Germany may have been woefully unready, but the thing is that the Soviets were even more so, and that Germany wasted some -- far, far, too much -- of what little readiness it had on the Western front, allowing Stalin to catch up in relative terms. The Great Purge was already done; there was no more use for the Germans to extract from that between April 1940 and June/July 1941. Had they skipped the whole invasion of Western Europe, my hypothesis goes, the "Phony War" on the Western front -- with Britain having *declared* war on Germany after the invsion of Poland, but not actually *doing* anything warlike against it -- might have continued indefinitely.

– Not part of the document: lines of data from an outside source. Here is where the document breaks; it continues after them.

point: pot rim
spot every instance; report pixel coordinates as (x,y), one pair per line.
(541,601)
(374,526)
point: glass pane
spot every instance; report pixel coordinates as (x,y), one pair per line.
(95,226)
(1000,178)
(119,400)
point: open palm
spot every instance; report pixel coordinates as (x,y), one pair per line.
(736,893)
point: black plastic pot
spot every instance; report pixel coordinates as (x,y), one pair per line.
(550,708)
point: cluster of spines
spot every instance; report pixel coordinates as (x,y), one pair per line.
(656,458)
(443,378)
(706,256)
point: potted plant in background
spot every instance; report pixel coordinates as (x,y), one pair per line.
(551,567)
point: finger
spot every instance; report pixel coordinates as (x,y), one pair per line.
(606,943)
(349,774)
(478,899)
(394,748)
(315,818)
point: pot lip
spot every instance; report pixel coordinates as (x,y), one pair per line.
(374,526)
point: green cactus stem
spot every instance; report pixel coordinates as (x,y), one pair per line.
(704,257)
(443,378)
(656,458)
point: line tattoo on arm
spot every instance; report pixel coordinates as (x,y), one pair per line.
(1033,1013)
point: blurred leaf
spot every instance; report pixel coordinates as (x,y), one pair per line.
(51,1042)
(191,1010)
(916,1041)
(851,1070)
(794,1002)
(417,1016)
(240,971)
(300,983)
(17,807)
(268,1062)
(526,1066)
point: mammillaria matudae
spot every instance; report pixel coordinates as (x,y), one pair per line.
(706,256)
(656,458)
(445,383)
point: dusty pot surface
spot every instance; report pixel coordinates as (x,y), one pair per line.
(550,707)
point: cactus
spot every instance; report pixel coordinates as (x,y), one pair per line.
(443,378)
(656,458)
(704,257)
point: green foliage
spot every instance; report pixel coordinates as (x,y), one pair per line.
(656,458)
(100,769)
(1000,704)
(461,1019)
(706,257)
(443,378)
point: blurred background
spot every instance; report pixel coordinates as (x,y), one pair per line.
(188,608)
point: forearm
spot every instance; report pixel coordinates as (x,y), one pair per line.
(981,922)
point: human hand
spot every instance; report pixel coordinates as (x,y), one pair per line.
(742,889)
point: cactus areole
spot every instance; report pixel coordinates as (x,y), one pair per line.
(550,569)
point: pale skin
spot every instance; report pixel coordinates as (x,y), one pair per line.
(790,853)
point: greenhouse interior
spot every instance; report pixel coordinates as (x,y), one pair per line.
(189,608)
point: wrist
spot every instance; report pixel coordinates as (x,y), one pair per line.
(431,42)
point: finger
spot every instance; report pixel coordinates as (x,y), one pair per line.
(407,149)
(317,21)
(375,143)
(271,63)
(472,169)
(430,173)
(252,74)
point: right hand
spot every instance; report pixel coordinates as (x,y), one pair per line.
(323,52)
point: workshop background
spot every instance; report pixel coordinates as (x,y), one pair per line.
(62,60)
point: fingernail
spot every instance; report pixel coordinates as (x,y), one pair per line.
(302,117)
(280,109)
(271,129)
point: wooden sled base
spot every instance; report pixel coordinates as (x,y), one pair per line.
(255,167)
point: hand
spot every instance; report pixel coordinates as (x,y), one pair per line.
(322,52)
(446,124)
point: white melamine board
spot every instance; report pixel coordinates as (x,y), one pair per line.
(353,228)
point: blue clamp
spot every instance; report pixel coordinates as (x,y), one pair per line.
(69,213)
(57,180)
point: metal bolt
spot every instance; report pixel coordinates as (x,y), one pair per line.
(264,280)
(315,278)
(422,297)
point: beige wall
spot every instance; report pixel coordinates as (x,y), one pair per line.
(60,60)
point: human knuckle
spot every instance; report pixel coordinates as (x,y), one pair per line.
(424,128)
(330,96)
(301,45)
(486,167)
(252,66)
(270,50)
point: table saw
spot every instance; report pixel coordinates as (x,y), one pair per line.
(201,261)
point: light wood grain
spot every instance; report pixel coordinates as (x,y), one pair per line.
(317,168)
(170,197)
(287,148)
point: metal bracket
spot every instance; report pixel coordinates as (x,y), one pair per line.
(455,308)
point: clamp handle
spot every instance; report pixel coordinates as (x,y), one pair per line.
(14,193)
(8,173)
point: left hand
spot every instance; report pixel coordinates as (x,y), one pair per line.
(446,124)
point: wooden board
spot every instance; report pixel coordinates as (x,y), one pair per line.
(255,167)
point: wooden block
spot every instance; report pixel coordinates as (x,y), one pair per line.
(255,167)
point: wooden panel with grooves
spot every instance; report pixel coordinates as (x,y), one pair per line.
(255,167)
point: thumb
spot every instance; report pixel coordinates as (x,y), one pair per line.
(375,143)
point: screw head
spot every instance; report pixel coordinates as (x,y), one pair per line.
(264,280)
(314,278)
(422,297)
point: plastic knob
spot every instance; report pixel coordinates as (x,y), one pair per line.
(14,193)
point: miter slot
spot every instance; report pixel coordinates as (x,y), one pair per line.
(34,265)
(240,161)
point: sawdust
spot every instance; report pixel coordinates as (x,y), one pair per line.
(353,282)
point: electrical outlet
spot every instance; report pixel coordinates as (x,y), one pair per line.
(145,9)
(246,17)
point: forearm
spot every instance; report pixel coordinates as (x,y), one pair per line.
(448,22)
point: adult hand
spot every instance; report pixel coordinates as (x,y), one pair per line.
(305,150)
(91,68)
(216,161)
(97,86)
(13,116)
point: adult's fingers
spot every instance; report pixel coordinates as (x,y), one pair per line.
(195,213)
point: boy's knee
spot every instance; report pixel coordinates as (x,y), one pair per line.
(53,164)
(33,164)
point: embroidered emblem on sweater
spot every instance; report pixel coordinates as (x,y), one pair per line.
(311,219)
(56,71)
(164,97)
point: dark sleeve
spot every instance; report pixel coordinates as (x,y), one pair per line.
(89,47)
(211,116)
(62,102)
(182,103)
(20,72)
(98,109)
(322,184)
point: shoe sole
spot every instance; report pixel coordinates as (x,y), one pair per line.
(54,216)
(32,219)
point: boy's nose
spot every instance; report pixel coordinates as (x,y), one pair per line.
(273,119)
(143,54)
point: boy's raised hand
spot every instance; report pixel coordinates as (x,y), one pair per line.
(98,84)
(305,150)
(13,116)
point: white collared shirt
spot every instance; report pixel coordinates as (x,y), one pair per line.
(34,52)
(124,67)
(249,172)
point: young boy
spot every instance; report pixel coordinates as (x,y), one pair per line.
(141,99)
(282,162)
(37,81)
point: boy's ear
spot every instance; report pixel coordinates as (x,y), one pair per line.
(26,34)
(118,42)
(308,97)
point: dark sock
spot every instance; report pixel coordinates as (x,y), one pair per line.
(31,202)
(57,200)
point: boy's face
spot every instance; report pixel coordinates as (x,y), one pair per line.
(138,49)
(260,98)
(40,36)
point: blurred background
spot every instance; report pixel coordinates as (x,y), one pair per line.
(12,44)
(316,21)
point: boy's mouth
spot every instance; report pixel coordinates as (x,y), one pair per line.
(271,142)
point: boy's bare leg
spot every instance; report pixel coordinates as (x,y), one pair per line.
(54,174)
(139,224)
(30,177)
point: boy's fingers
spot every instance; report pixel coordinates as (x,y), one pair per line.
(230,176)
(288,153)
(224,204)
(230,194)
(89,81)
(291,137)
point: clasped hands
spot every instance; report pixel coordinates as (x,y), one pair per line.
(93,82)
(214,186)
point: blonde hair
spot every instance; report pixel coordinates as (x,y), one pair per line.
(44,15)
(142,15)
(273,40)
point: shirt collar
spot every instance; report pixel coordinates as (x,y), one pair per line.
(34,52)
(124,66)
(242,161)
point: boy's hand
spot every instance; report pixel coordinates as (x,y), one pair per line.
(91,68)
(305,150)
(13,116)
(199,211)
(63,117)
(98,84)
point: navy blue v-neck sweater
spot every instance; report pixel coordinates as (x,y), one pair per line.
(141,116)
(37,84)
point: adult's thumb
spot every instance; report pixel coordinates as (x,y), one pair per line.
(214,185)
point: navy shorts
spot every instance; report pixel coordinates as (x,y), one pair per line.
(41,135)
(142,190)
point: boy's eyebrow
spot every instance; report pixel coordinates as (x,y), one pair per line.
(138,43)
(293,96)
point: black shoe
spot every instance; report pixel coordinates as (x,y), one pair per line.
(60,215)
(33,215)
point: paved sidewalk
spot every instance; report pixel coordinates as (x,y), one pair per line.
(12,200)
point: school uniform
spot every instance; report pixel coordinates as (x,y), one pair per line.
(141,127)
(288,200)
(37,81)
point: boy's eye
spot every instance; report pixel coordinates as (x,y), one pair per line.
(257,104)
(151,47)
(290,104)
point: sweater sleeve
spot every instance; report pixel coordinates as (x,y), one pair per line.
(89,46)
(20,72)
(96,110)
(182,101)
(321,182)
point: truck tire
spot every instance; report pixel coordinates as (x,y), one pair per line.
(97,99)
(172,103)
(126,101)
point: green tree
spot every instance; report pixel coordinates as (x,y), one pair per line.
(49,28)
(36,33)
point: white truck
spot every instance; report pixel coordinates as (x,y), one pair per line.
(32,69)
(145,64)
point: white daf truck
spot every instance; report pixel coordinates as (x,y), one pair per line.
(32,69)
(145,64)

Which would have left Germany free to concentrate all its resources on the Eastern Front, and to start the attack early in the spring -- almost before the roads would bear their traffic -- in stead of far into summer, delaying the later stages of the attack far too late into autumn and, eventually, winter, because they'd opened up a lot of ultimately useless and power-draining fronts in the Mediterranean and North Africa to cover up for Mussolinis fuck-ups in Egypt and Greece.
Had they skipped the whole Holland-Belgium-France and Denmark-Norway bit, they'd have been *more than a year* ahead of what they actually were; Benito wouldn't even have *started* his clusterfuck, so he couldn't have been in need of being bailed out, and the Krasnaja Armija, far from being building supply routes and bases behind the Urals, would actually have just been moved up *westwards for the slaughter*, invading the Eastern half of Poland. Germany wouldn't have had anthing bound up elsewhere, as it eventually did when the actual Operation Barbarossa started (far, far too late.) See whjat I mean?